Prima Pagina
Reg. Tribunale Lecce n. 662 del 01.07.1997
Direttore responsabile: Dario Cillo


 

L’Italia dei problemi
(In crisi anche la lingua)

di Antonio Stanca

Nei suoi interventi settimanali su “L’espresso” l’ottaquattrenne noto giornalista ed autore di libri-inchiesta, Giorgio Bocca, si sofferma generalmente sulle condizioni politiche, economiche, sociali del nostro paese, sulle cause della crisi che da anni attraversano, attacca la classe dirigente accusandola dei problemi dell’Italia d’oggi e rileva quanto avviene nel mondo, guerra, terrorismo, americanizzazione, con evidente intenzione di rapportare l’estero all’Italia, di segnalare  in questa i riflessi di quello e individuare le responsabilità di fronte a gravi e pericolosi coinvolgimenti. Bocca è stato uomo della Resistenza, ha continuato a credere nel valore e nella funzione delle idee di giustizia e libertà, uguaglianza e democrazia, pace e progresso. Dagli anni ’50 ha iniziato a collaborare con quotidiani e periodici e si è distinto per un linguaggio  libero da convenzioni e censure. Anche nei libri-inchiesta lo stile e la lingua sono uguali ed anche qui gli argomenti  riguardano i problemi della nostra nazione negli ultimi cinquant’anni. La posizione del Bocca è quella del giudice severo, intransigente tanto da procurargli il nome di “antitaliano” e da far intitolare così la rubrica de  “ L’espresso”.

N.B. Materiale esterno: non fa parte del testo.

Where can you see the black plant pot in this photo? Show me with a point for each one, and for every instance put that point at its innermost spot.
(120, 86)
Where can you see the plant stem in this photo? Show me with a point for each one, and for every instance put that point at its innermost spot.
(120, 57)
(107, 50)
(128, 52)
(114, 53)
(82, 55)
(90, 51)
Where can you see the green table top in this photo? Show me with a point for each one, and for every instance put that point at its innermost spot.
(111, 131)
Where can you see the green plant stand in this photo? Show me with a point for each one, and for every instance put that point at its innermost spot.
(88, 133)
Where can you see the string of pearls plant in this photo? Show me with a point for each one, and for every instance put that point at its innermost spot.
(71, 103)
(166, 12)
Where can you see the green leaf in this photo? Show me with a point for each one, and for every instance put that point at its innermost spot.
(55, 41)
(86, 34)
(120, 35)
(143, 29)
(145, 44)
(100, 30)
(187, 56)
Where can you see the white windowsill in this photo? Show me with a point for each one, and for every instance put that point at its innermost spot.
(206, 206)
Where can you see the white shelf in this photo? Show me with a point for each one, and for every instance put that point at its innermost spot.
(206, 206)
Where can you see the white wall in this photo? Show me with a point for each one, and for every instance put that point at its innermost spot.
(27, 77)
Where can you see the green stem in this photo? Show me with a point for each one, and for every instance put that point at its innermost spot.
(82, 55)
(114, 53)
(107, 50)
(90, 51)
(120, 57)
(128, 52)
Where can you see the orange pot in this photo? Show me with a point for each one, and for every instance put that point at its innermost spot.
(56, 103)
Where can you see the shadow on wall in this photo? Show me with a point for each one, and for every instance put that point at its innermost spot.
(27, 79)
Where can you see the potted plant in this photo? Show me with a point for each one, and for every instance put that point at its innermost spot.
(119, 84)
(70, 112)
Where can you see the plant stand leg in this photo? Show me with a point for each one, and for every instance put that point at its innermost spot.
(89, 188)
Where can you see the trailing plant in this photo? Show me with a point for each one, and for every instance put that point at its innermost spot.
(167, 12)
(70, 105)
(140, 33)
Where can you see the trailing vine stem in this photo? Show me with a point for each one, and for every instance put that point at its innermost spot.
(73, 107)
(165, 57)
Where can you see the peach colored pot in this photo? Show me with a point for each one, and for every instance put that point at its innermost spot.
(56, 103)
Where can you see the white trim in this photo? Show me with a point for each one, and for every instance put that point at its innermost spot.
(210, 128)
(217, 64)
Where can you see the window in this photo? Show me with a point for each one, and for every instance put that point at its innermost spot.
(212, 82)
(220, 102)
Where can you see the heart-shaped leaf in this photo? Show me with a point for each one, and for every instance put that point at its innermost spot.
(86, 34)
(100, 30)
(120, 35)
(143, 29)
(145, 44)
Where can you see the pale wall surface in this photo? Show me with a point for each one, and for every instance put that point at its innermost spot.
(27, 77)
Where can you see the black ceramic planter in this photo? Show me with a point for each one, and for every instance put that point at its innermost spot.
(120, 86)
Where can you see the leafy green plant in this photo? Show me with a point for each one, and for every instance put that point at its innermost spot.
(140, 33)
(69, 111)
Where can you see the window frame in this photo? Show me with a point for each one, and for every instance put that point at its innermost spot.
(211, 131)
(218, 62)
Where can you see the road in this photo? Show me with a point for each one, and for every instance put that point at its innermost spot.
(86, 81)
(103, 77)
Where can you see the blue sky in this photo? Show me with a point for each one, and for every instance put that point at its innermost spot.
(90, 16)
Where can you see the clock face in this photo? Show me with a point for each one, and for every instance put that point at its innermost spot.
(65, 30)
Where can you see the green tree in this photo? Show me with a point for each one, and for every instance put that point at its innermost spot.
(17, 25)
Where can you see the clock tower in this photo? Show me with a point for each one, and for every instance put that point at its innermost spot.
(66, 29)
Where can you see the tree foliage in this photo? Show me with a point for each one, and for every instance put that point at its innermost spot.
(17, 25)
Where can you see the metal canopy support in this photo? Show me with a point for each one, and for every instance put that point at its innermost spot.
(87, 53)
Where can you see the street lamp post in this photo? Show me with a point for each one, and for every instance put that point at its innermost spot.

Pure di costume dice, naturalmente, Bocca nel suo giornalismo ed in particolare di quello dei cittadini italiani. In uno dei più recenti servizi, contenuti da tale rubrica, rileva come  nell’Italia dei nostri giorni si cerchi, in ogni ambiente di vita e lavoro, di liberarsi dal passato senza avere idee chiare sull’avvenire, come non siano più seguite delle ideologie né da chi governa né da chi è governato poiché per entrambi vale la logica del profitto, come dalle “confessioni” dei cittadini, dalla posta dei lettori, trapelino “una miseria esistenziale disperante”, una condizione di “povertà economica e sentimentale”. Ed ancora dice della lingua italiana che “sta scomparendo”, sta lasciando il posto ad un linguaggio misto d’italiano ed inglese  derivato dall’azione di grossi gruppi finanziari e dagli sviluppi della tecnologia. Questo, usato ormai dai mezzi di comunicazione di massa, giornali, televisione, risulta difficile e quasi incomprensibile per la maggioranza degli italiani, non è la loro lingua, non vi si riconoscono.

Ci sarebbe d’aggiungere che tale stato di confusione è reso ancor più grave dalla vasta operazione di recupero delle tradizioni culturali e linguistiche che sta avvenendo in tutte le zone della penisola. In ogni parte d’Italia sono sorte istituzioni legalizzate e finalizzate a rivalutare quanto nella storia, nella vita, nel costume, nella cultura, nella lingua è avvenuto nel passato più prossimo o più remoto. Regionalismi, provincialismi, municipalismi insorgono ovunque ad ogni livello e condizione sociale tanto che diffusa è ormai l’opinione di essere dei protagonisti solo perché inseriti in tale movimento di riscoperta. Si tende a riscoprire come ci si vestiva, cosa si mangiava, come si scriveva, come si parlava negli anni addietro, quale dialetto, greco, albanese, spagnolo, si usava ed il fenomeno non è rimasto limitato entro uno spazio proprio ma si è esteso in ogni direzione, ha dato luogo a iniziative di ogni genere, ha fatto il suo ingresso nella scuola. E’ questo un altro grave pericolo per la lingua italiana: anche gli organi preposti ad insegnarla, sostenerla e diffonderla hanno accolto e favorito, nei loro programmi, quanto linguisticamente avveniva prima di essa, prima che rappresentasse uno degli elementi fondamentali, distintivi dell’unità nazionale. In Italia, si sa, il problema della lingua è stato lungo e difficile  e per ottenerla, unica e uguale su tutto il territorio, è stato necessario superare le molte diversità che esistevano tra le varie regioni. E quando, ai nostri giorni, si pensava di aver colmato tante differenze, ci si è mossi per recuperarle anche tramite la scuola che, per prima, dovrebbe correggerle ed eliminarle. Se si pensa, inoltre,  che la tecnologia, di cui parla Bocca, determina ormai i mezzi e sistemi scolastici d’istruzione e formazione con la conseguenza che, come quello dei mass-media, anche il linguaggio dei giovani in età scolare è diventato un impasto di neologismi di varia origine e provenienza, si deduce quanto sia difficile parlare oggi in Italia di lingua italiana ed intenderla come lingua nazionale.